Cuomo’s hired prominent criminal defense attorney Elkan Abramowitz to represent his office during a federal investigation of the governor’s ethics commission. U.S. Attorney Preet Bharara is looking into whether some of the governor’s top aides might have meddled in probes conducted by the commission, when they came too close to Cuomo donors and associates.
It’s not unusual for politicians in New York to use their campaign funds to pay for a criminal defense lawyer, since there are few restrictions on how donor contributions can be spent. What’s different about the arrangement is that Cuomo is using the campaign money to pay for the legal services for the entire office of the governor.
Blair Horner, with the New York Public Interest Research Group, says he hasn’t heard of a politician doing that before, saying it’s “strange, even by Albany standards.”
Horner wants the state’s entire campaign funding system changed. He says there should be strict limits to how donor monies can be spent.
“We have an old fashioned view,” Horner said. “Campaign contributions should be used for campaigns.”
State Senator Liz Krueger, a Democrat from Manhattan, is a sponsor of many campaign finance reform measures. She agrees that though the arrangement is unusual, though legal, under what she says are the state’ s lax campaign finance laws. Senator Krueger says there are legitimate reasons to use political donors’ money to pay legal fees, for instance, if an opponent is challenging your nominating petitions in court. But she says if a politician is using campaign donor money to pay for a legal defense against criminal charges, then it would be better to set up a separate fund for that.
“Then, somebody you’re asking for financial help from knows they’re helping you with a legal defense fund,” said Krueger. “Which is different than a campaign fund.”
But Senator Krueger says she would not go so far as to tell the governor that he should not be using the donor money to pay for criminal legal defense for his office. She says she’s also for a public matching donor campaign system, but does not recommend candidates set up their own systems.
Senator Krueger and several other Senate Democrats are co-sponsoring a bill to make it illegal for a politician to use campaign funds for criminal defense.
Under law, the governor is entitled to government funding for defense attorneys.
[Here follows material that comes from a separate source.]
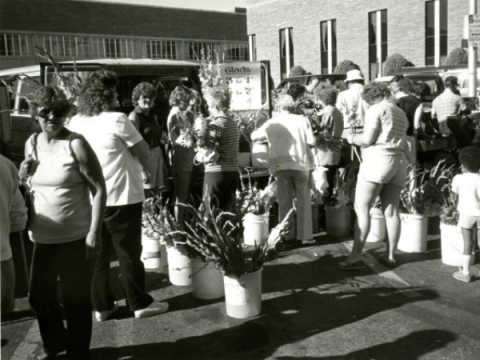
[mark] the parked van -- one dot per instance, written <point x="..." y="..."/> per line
<point x="165" y="74"/>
But Governor Cuomo says he decided to use his campaign funds to spare the public the expense.
“I actually didn’t want to the taxpayers to pay for it, so I said I’d pay for it by the campaign,” Cuomo said.
Cuomo, after receiving a warning letter from U.S. Attorney Bharara last week, has said he will no longer comment on the specifics of the federal probe, but the governor does say he personally has not been asked to speak to federal prosecutors, but he’s told his staff to provide the U.S. Attorney with anything that Bharara wants to know.
“I’ve told all my people that anything he wants to know, everyone should cooperate,” Cuomo said.